By Alexander Dworkowitz
In front of a packed crowd on the ninth floor of the Union Plaza Nursing Home Monday evening, Philip Xuan Zhang, an attorney and downtown Flushing property owner, vehemently spoke against a proposal to establish a business improvement district for downtown Flushing.
“We firmly object to the matter in which the city has attempted to implement this program,” Zhang said at the Community Board 7 meeting.
Zhang and fellow members of the newly formed Flushing Landlords Federation Against BID tried to convince the community board that the city had muscled property owners into accepting a plan they did not want.
Zhang's comments, however, fell on deaf ears. Soon afterward, CB 7 voted unanimously to support the proposal, and applause broke out once the vote was tallied.
The Flushing Landlords Federation had hoped to throw a wrench into the BID plan by convincing CB 7 members to vote against it. But with their approval, politicians expect the BID easily will become official by the end of the year.

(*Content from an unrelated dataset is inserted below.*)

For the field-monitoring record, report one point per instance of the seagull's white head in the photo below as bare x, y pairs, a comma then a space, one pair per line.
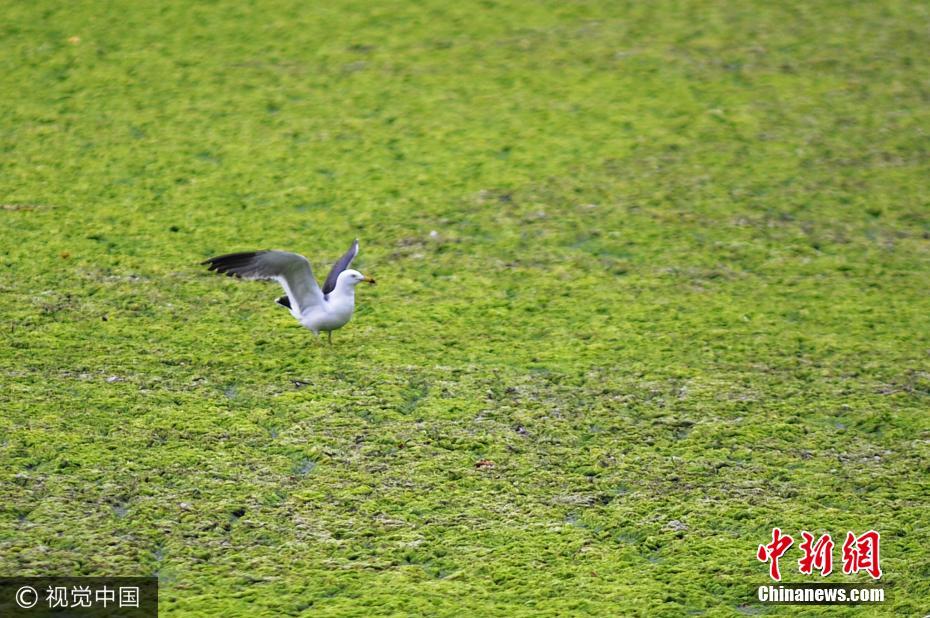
351, 277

Under a BID, property owners must pay an assessment in exchange for additional services.
The Flushing BID plan has a budget of $380,000. Almost all of the money would be spent on sanitation services, with some set aside for holiday decorations and administration of the plan.
Property owners would have to pay based on how much of their land fronts the street. Most would spend about $1,000 a year, while the largest properties would pay about $20,000.
The proposed BID includes Main Street from Northern Boulevard to Sanford Avenue, Roosevelt Avenue from Prince Street to Union Street, 39th Avenue from College Point Boulevard to 138th Street, 40th Road, and a short segment of Kissena Boulevard.
The community board's vote was based on the BID's tremendous political support. Mayor Michael Bloomberg and every local official has sung its praises, while business groups including the Flushing Chamber of Commerce and the Flushing Chinese Business Association have also spoken in its favor.
But most importantly, large property owners back the plan, reversing their opposition inthe past.
Owners of properties including Macy's, the Caldor site and the Sheraton LaGuardia East Hotel all have said they are willing to pay their assessments.
“I'm looking forward to signing the check for $17,000, and I hope you will allow me to do that,” said Chris Ficalura, general manager of the Sheraton, before CB 7's vote.
Jay Liu, who founded the Flushing Landlords Federation, accused Councilman John Liu (D-Flushing) of misrepresenting the support of the BID.
“We have 120 members who are against this BID,” Jay Liu said. “John Liu says he has 75 percent [of the property owners]. Show it to us. Be open about it, that's all.”
But most people who spoke at the hearing disagreed with Jay Liu. Several residents of the downtown area supported it.
“As a resident of Flushing, quality of life will definitely be improved,” George Miyake said.
Yee Leung, chairman of Destination Flushing, a group of Chinese business owners who have spent their own money to hire workers to clean up streets, urged others to accept the financial sacrifice.
“Ladies and gentlemen, it's time for us business owners to step up and participate,” he said.